The Bishops of Indiana have put together a very good letter on addressing poverty. Here are some highlights of Poverty at the Crossroads: The Church’s Response to Poverty in Indiana:

  • As bishops who serve the people of God, our concern is for everyone, regardless of their religious affiliation, race, ethnic background, economic or social status. Christ came to save all humankind.
  • At the same time, we bishops have a particular obligation to care for the most vulnerable members of God’s family. That is why we pay special attention to the unborn, to the sick and the elderly, to prisoners, to those who suffer from various forms of addiction or mental illness, and to the education of people from many different backgrounds and circumstances. That is also why we care, in a very special way, for those brothers and sisters of ours who are poor.
  • The Gospels insist that God’s heart has a special place for the poor, so much so that God himself has “become poor” (2 Cor. 8, 9).
  • Are we incapable – or worse – have we chosen not to see our sisters and brothers who are poor? Are we blind to the impact poverty has on families, neighborhoods and entire communities and unquestioning as to its causes?
  • Experience teaches us that the family is the only lasting, solid foundation on which healthy societies can be built.
  • Work is more than simply a way to make a living; it is a continuing participation in God’s creation. If the dignity of work is to be protected, then the basic rights of workers must be respected; these include the right to productive work, to decent and fair wages, to organize, to private property, and to economic initiative.
  • The human person is what is most important, not economic theory or social structures.
  • Workers are co-creators with God in building the human community. Workers are not commodities. They are not instruments of production or tools in the hands of owners or managers, who are entitled to use them and then set them aside at the end of the day or the completion of a particular project.
  • A society that cares for the least of its citizens—including the unemployed, the underemployed and uninsured—is a society that will flourish in the sight of God and in its material and spiritual well-being.
  • The Catholic Church is strongly committed to education and, particularly, the education of the poor. More than two centuries of experience convince us about the powerful role that education plays in breaking the cycle of poverty and helping families, producing thriving citizens, workers and professionals.
  • For decades, the Catholic bishops of the United States have been unswerving advocates for comprehensive reforms that will lead to health care for all, especially the weakest and most vulnerable.
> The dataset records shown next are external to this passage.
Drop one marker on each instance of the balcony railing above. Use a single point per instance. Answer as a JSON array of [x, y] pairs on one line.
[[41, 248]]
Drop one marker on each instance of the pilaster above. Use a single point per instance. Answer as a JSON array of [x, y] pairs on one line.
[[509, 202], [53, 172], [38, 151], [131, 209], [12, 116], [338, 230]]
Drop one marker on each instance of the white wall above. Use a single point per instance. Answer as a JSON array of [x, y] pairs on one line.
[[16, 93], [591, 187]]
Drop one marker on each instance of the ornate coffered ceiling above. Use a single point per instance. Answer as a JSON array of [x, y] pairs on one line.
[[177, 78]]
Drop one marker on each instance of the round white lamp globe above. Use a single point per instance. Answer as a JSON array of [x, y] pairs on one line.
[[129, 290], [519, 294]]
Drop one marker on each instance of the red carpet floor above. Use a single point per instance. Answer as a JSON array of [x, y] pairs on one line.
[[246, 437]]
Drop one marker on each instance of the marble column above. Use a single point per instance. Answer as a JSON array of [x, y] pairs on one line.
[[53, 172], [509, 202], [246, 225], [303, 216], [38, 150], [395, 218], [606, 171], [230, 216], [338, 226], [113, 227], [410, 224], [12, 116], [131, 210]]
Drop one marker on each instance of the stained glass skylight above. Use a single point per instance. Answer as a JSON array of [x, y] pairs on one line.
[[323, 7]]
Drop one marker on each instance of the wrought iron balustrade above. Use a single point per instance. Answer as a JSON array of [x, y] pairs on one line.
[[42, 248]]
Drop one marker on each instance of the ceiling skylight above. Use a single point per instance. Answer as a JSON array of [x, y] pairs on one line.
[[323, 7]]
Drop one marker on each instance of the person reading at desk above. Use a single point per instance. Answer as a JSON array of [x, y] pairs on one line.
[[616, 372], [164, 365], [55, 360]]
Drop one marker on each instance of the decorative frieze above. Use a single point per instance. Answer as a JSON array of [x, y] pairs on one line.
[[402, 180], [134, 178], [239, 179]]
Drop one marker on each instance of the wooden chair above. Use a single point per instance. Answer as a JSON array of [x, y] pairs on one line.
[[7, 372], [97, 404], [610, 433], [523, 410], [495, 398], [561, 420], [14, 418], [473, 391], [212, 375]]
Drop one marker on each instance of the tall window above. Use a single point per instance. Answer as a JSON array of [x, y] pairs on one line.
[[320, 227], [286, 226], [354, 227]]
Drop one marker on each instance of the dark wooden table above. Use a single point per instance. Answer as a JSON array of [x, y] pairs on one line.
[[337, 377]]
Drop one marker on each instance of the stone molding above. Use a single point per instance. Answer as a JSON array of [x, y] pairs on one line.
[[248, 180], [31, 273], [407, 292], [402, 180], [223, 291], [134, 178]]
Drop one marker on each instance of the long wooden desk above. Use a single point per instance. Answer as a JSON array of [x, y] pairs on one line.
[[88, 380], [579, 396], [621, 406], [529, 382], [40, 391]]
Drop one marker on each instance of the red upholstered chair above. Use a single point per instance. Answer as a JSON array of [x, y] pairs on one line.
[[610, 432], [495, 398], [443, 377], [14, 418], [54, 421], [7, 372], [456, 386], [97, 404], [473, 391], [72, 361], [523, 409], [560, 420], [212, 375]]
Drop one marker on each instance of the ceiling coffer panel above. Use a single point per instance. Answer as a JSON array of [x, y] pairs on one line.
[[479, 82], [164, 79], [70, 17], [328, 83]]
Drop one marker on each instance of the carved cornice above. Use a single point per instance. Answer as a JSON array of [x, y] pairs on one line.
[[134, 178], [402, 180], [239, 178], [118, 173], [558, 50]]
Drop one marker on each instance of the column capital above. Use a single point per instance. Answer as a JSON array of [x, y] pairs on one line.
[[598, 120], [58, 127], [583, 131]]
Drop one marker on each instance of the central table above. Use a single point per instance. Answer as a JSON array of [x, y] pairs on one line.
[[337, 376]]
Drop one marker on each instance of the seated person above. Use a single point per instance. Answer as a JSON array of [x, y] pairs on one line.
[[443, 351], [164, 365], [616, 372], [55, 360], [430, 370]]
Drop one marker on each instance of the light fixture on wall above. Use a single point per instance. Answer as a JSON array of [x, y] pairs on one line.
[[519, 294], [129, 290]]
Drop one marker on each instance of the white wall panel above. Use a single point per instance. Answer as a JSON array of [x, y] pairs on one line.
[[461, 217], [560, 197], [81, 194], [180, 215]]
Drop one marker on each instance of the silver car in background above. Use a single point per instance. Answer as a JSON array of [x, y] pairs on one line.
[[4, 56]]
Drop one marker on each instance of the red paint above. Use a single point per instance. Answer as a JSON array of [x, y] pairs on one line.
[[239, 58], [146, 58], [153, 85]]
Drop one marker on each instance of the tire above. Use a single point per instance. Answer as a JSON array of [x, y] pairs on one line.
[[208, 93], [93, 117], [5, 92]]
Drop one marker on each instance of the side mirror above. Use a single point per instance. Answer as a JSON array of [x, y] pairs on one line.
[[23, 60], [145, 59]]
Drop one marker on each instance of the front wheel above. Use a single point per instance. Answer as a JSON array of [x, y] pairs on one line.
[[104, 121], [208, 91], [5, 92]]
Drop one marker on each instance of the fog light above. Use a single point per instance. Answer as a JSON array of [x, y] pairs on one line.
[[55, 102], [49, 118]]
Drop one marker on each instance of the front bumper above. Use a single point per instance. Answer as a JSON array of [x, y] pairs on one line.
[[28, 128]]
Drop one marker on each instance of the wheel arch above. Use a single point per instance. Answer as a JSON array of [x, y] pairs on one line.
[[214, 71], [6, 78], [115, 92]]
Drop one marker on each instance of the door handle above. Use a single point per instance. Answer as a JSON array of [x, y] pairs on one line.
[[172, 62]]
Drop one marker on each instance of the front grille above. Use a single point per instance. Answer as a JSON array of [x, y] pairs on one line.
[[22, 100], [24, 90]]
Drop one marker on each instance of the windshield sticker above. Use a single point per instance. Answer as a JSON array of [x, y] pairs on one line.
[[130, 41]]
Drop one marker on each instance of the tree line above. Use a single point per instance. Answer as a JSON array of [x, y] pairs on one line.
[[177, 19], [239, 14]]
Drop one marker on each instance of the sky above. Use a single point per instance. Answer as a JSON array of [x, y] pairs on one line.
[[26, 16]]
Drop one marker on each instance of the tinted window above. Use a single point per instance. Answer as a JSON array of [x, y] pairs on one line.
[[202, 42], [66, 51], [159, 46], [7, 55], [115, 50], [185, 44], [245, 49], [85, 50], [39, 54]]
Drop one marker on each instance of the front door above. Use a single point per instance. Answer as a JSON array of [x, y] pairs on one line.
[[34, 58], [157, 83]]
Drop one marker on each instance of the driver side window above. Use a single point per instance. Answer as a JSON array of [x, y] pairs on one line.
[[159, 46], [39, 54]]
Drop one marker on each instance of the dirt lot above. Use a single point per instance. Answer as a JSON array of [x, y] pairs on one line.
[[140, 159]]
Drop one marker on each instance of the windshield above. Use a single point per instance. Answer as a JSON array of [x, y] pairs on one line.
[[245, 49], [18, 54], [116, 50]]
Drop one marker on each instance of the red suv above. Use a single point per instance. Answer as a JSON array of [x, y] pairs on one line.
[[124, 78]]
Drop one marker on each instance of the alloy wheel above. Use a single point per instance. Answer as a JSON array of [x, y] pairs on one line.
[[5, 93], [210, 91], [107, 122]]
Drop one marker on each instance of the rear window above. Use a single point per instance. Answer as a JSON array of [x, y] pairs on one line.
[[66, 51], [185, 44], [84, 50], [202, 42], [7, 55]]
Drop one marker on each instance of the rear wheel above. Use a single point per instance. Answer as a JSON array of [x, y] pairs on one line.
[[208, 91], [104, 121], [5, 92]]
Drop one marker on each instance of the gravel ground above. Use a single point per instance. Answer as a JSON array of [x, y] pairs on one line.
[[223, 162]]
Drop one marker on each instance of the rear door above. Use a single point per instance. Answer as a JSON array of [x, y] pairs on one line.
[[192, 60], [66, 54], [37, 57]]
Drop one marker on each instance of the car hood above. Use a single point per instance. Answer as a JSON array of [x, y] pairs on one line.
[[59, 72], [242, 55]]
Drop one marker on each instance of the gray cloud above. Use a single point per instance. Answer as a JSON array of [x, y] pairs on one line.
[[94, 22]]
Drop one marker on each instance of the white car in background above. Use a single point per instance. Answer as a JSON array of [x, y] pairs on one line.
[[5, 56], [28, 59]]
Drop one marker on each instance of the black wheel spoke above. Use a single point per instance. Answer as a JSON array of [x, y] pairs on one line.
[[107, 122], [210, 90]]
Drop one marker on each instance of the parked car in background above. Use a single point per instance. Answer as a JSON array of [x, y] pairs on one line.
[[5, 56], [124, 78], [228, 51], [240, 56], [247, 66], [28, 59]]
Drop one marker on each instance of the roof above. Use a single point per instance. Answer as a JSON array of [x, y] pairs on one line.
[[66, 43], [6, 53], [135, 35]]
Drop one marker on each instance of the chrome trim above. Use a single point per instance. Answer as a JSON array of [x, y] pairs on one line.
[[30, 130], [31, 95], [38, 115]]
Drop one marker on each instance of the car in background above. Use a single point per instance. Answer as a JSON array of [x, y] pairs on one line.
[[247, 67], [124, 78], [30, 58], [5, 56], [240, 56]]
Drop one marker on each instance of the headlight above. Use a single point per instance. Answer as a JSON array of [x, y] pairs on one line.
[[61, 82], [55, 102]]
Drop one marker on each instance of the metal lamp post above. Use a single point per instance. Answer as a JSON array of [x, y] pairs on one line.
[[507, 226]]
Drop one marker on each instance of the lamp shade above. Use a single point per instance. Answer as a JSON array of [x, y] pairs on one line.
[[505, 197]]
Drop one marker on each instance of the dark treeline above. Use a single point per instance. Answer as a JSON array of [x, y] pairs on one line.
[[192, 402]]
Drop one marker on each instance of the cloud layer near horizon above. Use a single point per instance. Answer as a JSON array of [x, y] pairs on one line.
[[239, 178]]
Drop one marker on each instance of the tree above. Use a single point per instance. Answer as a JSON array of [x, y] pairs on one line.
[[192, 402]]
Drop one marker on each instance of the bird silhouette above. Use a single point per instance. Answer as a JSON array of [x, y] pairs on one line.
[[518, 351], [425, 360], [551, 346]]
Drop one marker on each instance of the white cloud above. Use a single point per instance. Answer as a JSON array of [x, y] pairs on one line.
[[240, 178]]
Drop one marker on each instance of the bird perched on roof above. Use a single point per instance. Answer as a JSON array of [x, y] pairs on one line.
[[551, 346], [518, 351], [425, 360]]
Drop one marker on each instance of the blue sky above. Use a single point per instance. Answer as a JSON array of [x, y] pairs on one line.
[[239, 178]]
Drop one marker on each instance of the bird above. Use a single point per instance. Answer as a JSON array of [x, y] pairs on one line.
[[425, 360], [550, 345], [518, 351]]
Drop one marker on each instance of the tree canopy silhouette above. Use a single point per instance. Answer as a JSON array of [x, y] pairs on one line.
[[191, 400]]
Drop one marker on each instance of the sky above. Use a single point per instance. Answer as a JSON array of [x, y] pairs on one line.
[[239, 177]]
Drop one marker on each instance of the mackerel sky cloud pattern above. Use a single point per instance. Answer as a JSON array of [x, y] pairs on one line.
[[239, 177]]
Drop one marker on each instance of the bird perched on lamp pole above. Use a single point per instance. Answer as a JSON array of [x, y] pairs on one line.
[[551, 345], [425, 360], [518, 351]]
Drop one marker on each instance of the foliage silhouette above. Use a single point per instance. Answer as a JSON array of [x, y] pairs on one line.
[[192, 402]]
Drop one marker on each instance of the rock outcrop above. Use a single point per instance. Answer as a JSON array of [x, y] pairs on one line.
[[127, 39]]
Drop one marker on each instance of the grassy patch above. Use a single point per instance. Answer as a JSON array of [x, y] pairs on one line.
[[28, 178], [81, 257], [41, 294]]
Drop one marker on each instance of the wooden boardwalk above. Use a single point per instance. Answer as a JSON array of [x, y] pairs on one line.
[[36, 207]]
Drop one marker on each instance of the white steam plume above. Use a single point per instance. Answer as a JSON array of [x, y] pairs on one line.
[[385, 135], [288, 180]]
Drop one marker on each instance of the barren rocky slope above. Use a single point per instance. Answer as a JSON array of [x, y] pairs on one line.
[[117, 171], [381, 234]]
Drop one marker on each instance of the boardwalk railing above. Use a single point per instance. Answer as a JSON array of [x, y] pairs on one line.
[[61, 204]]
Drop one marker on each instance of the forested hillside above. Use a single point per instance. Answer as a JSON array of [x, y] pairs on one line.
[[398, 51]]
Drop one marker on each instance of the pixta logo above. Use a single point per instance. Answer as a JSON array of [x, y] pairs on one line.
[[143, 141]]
We believe that health care is fundamental to human life and dignity.
  • We believe that health care is not a privilege, but a right and a requirement to protect the life and dignity of every person.
  • Do programs and policies place a primary emphasis on child welfare and enhance – not detract – from strong marriages and family life?
  • Poverty brings intolerable stress on the family’s ability to carry out its mission as the fundamental unit of society. Families are called to be stewards of all God’s gifts, and this requires an environment of stability and peace that can provide each family member with opportunities to exercise his or her responsibilities for the common good.